「AnimeJapan2021」が3月27日から30日にオンライン開催され、29日のアニメビジネスセミナーでは「クリエイター・企業・顧客を繋ぐアニメコラボ」講座が開かれた。注目される作品のキャラクター、世界観をどのようにしてコラボレーション企画に落とし込み、顧客との接点を作っていくのか。三越伊勢丹の取り組みを紹介したい。
森玲治氏は大手百貨店の三越伊勢丹で、EC・メディア推進部メディア芸術担当ディレクターを務める。1996年にECサイトを立ち上げて以来、カタログ、TV、EC等の非店頭コマース部門に従事。ECサイト、通販専用物流センター、コールセンターの構築等、基盤整備から実際のサイト運用まで幅広く経験した。2020年4月よりメディア芸術分野への本格進出を計画し、チームを構築している。
百貨店の市場規模が縮小する一方、拡大するアニメ市場に注目した。アニメ・マンガ等はサブカルチャーから、「メディア芸術」としてメーンカルチャーに進化したと定義。伝統工芸や伝統芸能の振興に寄与してきた同社の実績を生かし、新たなサービス提供を目指している。森氏は「三越伊勢丹がメディア芸術の世界になくてはならない存在だと、皆さんに認めてもらえる基盤を確立したいと考えています」と、目標を語った。
事業をどのように拡大させるのか。仕入れと販売という従来の売買差益から3つの新基軸に挑んでいる。森氏は昨年12月に日本橋三越本店で行われたアニメ「銀河英雄伝説 Die Neue These」とのコラボ事業を挙げ、それぞれ説明した。

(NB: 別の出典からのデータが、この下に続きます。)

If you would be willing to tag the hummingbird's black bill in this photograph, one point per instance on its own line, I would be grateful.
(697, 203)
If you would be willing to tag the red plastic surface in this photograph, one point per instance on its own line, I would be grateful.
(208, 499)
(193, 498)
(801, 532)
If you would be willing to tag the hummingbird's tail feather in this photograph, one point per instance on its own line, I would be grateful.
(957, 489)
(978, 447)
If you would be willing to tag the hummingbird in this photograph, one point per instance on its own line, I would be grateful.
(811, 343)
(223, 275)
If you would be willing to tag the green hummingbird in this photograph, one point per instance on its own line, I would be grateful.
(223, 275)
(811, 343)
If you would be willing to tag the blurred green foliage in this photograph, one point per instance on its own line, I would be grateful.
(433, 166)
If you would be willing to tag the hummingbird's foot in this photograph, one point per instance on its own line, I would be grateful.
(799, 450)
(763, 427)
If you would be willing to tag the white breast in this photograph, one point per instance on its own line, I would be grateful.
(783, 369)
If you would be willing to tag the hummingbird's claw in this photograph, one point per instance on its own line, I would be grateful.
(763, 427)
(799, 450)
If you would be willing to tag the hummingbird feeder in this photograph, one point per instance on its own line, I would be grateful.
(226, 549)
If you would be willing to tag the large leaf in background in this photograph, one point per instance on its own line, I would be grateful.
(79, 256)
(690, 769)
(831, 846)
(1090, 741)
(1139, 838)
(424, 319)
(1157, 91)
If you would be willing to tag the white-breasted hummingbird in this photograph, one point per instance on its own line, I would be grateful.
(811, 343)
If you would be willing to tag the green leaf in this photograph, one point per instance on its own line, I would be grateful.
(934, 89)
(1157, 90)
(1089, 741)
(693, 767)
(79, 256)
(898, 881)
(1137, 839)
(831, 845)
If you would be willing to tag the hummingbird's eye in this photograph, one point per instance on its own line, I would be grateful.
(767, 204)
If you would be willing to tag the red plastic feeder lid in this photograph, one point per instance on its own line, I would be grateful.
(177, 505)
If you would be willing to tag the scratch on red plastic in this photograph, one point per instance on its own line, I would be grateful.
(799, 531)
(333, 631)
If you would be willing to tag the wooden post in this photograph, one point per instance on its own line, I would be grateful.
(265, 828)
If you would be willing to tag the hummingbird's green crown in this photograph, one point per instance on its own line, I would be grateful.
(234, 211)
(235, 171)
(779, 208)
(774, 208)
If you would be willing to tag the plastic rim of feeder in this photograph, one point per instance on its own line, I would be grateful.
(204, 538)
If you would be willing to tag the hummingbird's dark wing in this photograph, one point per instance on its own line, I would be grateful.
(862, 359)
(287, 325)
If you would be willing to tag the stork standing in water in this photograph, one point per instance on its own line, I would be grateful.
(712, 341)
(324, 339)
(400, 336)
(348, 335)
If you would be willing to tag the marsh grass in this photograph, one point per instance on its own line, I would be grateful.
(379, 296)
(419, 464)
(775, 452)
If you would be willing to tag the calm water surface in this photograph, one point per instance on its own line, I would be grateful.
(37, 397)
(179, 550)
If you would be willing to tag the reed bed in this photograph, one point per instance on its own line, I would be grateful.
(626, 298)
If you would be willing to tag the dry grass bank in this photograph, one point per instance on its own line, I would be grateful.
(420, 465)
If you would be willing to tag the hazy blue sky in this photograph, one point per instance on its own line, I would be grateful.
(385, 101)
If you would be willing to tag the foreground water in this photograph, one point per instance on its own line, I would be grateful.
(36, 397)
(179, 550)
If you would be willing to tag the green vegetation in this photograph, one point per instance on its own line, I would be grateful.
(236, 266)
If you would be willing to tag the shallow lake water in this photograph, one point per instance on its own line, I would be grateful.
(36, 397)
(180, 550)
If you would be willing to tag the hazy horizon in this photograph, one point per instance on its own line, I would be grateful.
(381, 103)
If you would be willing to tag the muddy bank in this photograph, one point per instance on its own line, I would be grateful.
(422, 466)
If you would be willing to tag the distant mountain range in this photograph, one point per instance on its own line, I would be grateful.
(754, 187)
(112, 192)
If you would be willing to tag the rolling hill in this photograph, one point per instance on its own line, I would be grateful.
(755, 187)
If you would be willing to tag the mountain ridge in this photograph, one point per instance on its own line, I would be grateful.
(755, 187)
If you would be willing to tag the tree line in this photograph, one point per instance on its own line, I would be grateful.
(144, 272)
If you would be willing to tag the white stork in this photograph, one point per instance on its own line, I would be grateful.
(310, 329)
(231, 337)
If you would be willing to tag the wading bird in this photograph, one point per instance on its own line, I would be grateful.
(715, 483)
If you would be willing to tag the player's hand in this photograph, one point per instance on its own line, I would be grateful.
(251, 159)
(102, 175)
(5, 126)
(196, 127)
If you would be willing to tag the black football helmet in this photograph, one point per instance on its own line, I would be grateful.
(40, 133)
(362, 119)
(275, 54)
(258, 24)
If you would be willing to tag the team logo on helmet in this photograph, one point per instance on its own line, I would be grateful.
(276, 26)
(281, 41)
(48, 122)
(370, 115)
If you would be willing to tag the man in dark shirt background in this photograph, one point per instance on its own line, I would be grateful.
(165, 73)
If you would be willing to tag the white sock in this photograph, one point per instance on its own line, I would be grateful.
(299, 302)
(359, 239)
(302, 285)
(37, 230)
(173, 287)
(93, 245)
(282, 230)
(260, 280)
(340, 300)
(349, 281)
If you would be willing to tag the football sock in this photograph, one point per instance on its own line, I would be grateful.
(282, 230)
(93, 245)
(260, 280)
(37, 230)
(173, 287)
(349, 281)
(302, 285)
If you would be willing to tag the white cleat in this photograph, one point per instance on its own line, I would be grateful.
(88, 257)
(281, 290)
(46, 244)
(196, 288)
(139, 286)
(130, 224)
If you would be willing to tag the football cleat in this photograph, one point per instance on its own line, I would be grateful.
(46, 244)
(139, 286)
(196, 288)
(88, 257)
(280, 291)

一つは価値の高い限定商品を受注生産する「現物販売レイヤー」。在庫リスクが低減され、購入者の満足度も高い。気鋭のイラストレーター・チャイコフ氏が手がけたジグレー版画「銀河日本橋回廊版画」=3万8500円(税込)=は、限定100枚が完売した。
一つは有料展示会やカフェでのコラボメニュー提供により、顧客の来場数や満足度に貢献する「店頭活用レイヤー」。有料資料展示は5日間開催され、事前予約のみで2400人が来場。コラボメニューを求めて1カ月間で約800人が来店し、2日前までに予約が必要なため、食材ロスを抑えることにもつながった。
一つは多様な可能性を持つ「デジタル販売レイヤー」。監督や声優が登場した有料ライブ配信ではトークショーなどのコンテンツに加え、商品を紹介することで販売促進にもつながった。
コラボ事業では、従来の客層とは異なる来場者が多いだけに、SNS上で登場する機会が格段に増えた。また、有料展覧会の来場者には従業員から積極的な声掛けを実行。従来の展示会とは異なる接客姿勢で、貴重な意見を直接収集した。
昨年4月から本格化した活動。コラボを成功させるためには、版元との意思疎通が重要だ。森氏は「コミュニケーションが大事です。最初にゆっくり時間をかけ、決まったら一気かせいに行く。このメリハリが大事です」と語った。百貨店の活性化だけにとどまらない価値を、創出していくつもりだ。